Identification of section 174 expenditures
The first main area the AICPA comments on is the identification of R&E expenditures. Many taxpayers that pay or incur section 174 expenditures may not have established methods for identifying them since they could be expensed under section 174 or deducted as ordinary business expenses prior to 2021.
The existing section 174 regulations do not define various categories of expenses, including direct and indirect costs, and whether they fall within the definition of R&E expenditures. Rather they provide a general standard for identifying R&E expenditures based on the nature of the activity to which the expenditures relate. This is contrast to the regulations for the research credit under section 41 which clearly define the costs eligible for the credit.
AICPA recommendations for identification
The AICPA recommends that any Treasury and IRS guidance:
- Provide that the definition of R&E expenditures for section 174 include direct costs, including employee compensation, contract labor, and materials, and, at the taxpayer’s election, allocable indirect and overhead costs, and
- Provide detailed examples that illustrate which costs are “incident to” the development or improvement of a product.
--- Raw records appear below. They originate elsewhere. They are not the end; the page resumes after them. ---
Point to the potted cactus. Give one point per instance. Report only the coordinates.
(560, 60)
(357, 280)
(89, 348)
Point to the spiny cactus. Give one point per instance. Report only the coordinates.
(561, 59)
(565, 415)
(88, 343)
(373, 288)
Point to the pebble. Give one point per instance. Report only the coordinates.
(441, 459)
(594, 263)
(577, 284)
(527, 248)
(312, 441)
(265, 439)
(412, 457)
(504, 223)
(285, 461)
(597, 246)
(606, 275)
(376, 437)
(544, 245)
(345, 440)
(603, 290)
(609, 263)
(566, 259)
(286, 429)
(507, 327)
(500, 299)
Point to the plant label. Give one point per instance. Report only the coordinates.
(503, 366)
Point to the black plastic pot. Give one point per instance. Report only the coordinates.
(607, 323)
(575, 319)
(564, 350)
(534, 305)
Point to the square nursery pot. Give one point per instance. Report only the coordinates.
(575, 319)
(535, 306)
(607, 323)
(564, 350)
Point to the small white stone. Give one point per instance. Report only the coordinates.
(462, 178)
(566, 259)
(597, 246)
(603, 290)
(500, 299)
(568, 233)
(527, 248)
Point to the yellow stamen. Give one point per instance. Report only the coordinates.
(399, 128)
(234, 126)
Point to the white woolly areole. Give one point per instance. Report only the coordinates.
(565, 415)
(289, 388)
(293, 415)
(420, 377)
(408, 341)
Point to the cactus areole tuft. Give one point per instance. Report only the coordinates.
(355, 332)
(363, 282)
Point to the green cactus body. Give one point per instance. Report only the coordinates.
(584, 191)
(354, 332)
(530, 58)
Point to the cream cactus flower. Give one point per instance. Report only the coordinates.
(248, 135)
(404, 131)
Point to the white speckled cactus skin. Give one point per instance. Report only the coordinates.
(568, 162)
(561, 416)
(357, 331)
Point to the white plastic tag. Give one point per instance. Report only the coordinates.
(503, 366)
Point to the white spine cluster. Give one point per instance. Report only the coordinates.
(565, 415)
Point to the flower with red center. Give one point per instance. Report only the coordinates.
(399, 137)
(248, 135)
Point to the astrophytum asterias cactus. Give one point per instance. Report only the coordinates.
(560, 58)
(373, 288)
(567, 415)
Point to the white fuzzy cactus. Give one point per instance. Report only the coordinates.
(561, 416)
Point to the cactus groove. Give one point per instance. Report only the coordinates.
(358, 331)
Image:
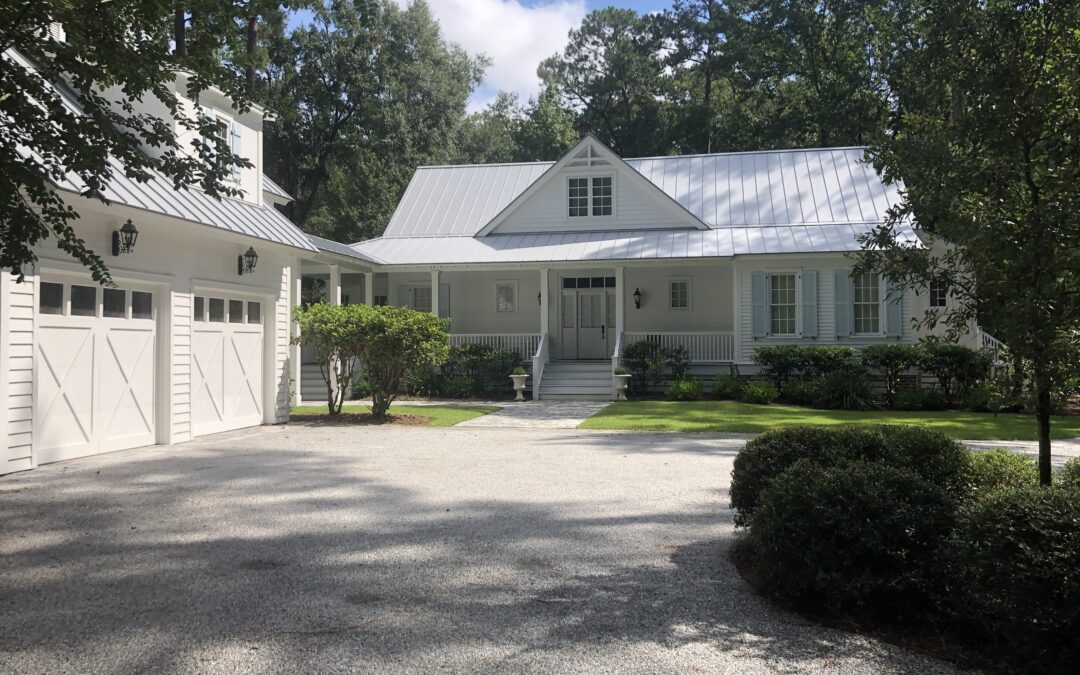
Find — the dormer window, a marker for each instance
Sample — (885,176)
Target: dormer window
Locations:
(590,196)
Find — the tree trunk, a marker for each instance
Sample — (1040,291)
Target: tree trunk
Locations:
(1042,416)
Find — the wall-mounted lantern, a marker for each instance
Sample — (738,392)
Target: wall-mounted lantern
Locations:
(246,262)
(123,240)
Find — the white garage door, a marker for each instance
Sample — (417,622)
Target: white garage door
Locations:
(227,360)
(95,367)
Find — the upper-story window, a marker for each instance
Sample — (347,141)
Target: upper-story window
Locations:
(590,196)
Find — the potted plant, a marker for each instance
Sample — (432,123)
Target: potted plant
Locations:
(520,376)
(621,377)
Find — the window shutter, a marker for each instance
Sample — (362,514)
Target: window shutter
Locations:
(235,149)
(845,310)
(759,319)
(894,310)
(444,300)
(810,304)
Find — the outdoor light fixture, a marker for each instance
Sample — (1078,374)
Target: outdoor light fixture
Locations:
(123,240)
(245,264)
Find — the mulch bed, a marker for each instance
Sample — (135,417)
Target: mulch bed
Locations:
(359,419)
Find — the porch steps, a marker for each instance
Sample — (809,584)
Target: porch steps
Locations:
(580,380)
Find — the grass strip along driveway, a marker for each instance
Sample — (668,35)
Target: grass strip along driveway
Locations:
(729,416)
(437,415)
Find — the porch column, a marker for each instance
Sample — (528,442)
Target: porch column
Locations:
(434,292)
(334,287)
(544,314)
(295,356)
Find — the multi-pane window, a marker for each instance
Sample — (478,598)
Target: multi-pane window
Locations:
(578,197)
(867,304)
(505,296)
(678,293)
(939,294)
(782,305)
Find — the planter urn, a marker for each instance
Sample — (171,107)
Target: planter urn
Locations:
(520,386)
(621,381)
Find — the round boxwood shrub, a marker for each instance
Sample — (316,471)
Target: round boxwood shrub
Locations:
(1015,561)
(933,456)
(859,539)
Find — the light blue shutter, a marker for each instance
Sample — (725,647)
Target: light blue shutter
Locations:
(444,300)
(845,310)
(810,304)
(235,149)
(759,311)
(894,310)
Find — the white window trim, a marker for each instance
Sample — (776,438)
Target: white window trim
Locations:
(882,291)
(513,284)
(589,204)
(689,293)
(798,304)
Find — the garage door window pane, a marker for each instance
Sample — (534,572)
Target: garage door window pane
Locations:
(115,302)
(142,305)
(217,310)
(52,298)
(83,301)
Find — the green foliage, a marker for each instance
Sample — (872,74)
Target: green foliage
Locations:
(685,390)
(890,362)
(859,539)
(394,343)
(335,334)
(728,387)
(1013,561)
(1000,469)
(760,393)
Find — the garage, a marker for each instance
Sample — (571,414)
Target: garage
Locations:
(227,362)
(95,370)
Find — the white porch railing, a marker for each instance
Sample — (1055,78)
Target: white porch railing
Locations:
(712,347)
(523,343)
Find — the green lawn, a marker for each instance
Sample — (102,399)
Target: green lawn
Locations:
(439,415)
(719,416)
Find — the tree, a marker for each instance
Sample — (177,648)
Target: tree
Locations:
(985,135)
(112,55)
(397,342)
(334,333)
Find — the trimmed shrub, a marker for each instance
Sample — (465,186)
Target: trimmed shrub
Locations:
(859,539)
(933,456)
(728,387)
(761,393)
(685,390)
(1014,557)
(1000,469)
(801,392)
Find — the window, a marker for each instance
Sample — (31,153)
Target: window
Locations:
(678,294)
(590,196)
(783,305)
(867,304)
(142,305)
(505,296)
(939,294)
(51,298)
(113,304)
(83,300)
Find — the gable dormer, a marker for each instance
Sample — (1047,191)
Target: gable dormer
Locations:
(591,189)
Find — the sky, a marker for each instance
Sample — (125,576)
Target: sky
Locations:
(516,36)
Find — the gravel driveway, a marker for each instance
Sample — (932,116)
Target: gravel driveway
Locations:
(322,549)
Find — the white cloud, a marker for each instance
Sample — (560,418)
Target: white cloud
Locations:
(516,37)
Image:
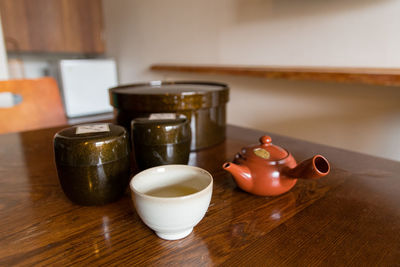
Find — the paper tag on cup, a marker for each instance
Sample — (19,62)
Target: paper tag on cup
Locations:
(162,116)
(92,128)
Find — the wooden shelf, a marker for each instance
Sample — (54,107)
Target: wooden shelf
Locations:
(374,76)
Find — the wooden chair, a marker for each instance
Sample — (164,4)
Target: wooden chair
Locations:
(40,106)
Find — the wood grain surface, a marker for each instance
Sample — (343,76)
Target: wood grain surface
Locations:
(373,76)
(351,217)
(40,107)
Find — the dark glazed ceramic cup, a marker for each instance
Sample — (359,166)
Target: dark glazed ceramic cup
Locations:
(161,139)
(93,162)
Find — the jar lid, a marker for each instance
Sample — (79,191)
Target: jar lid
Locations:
(91,144)
(158,96)
(161,129)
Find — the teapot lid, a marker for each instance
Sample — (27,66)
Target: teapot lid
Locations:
(266,150)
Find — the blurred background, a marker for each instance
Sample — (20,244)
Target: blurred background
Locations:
(91,45)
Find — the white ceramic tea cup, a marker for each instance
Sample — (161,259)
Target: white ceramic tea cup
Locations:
(172,199)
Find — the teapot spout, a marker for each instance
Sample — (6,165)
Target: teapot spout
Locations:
(312,168)
(241,174)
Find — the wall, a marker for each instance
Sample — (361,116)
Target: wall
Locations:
(274,32)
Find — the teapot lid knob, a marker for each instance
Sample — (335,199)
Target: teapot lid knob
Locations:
(265,139)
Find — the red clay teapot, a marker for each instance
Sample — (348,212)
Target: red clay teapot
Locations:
(269,170)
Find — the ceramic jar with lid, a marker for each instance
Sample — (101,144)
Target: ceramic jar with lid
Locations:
(93,162)
(203,103)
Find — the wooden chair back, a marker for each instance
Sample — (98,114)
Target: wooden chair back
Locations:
(40,106)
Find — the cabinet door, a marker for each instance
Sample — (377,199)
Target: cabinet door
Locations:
(72,26)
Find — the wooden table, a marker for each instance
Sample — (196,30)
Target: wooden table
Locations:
(350,217)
The AICPA comments argue that there is no indication from Congress that the mandatory amortization rules for post-2021 expenditures should apply to all indirect costs unlike the uniform capitalization rules under section 263A. Instead, the AICPA argues that indirect costs such as overhead and administrative costs should not be required to be allocated for purposes of identifying R&E expenditures. Instead, taxpayers should be permitted to allocate such expenses on an elective basis only when needed to clearly reflect income.
Software development costs
The second main area the AICPA comments on is the treatment of software development costs under Rev. Proc. 2000-50. The revenue procedure provides that such costs may be:
- expensed immediately and deducted in the year paid or incurred like R&E expenditures under section 174, or
- amortized and deducted ratably over a period of at least 60 months from the date of development was completed, or over 36 months from the date depreciable software was placed in service.
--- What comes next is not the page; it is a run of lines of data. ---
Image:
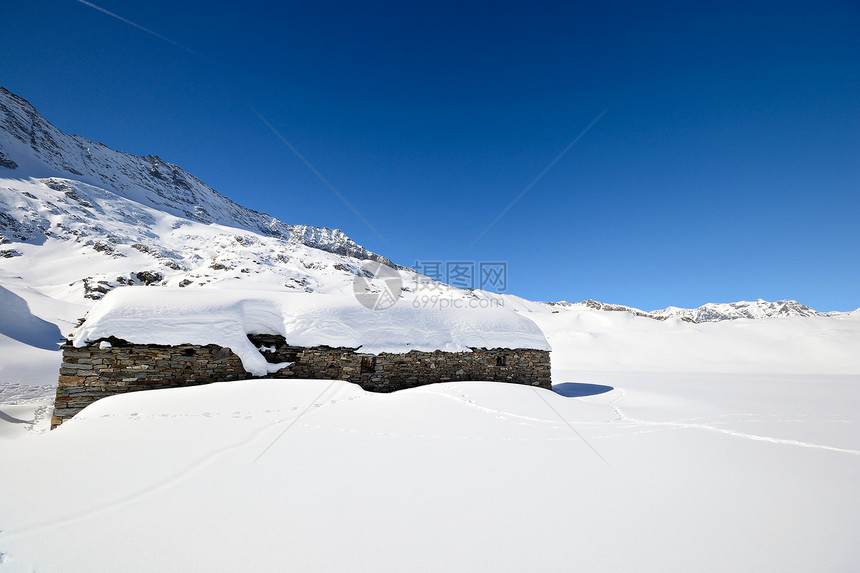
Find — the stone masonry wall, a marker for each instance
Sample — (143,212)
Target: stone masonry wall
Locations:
(91,372)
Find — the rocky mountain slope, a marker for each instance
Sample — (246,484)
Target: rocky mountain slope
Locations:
(78,219)
(31,146)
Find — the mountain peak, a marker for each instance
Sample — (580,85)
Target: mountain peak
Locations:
(28,139)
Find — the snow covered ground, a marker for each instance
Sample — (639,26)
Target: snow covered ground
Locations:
(666,446)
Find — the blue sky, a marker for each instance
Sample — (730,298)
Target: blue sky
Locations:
(726,165)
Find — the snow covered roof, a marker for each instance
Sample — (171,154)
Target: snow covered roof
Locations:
(172,316)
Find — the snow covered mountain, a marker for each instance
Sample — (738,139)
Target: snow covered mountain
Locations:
(715,312)
(78,219)
(31,147)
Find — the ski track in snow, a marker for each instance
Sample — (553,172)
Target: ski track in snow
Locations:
(682,425)
(194,468)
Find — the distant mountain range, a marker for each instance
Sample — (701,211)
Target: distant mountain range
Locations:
(78,219)
(713,312)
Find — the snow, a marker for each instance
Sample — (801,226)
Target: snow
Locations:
(224,317)
(666,446)
(704,473)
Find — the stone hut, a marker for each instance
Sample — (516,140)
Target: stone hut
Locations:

Automatic consent procedures are provided under Rev. Proc. 2000-50 and Rev. Proc. 2022-14 for a taxpayer to change their method of accounting for this purpose. The AICPA noted, however, that uncertainty exists whether a taxpayer is precluded from using the consent procedures for the post-2021 rules.
Automatic consent procedures limited
Rev. Proc. 2000-50 provides that the options for treating software developmental cost do not apply to costs that the taxpayer has already consistently applied as R&E expenditures under section 174 or amortizable as section 197 intangibles. The automatic consent procedures also must be implemented on a cut-off basis rather than with a section 481(a) adjustment.
It may not be clear to a taxpayer whether some of its costs were consistently applied as R&E expenditures under the pre-2022 rules. For example, a taxpayer that historically treated the costs as immediately expensed may not have identified whether it deducted those the costs under section 174 or as an ordinary business expense under section 162. Similarly, if taxpayer previously used the consent procedures to immediately expense its R&E expenditures it would preclude them from making any subsequent change.
In both cases, the AICPA argues that the IRS did not intend to prohibit the taxpayers from using the consent procedures to change their accounting methods based on their present method of account. Thus, the AICPA that the IRS modify the automatic consent procedures to clarify that the limit on R&E expenditures only applies to costs previously subject to an irrevocable election under section 174.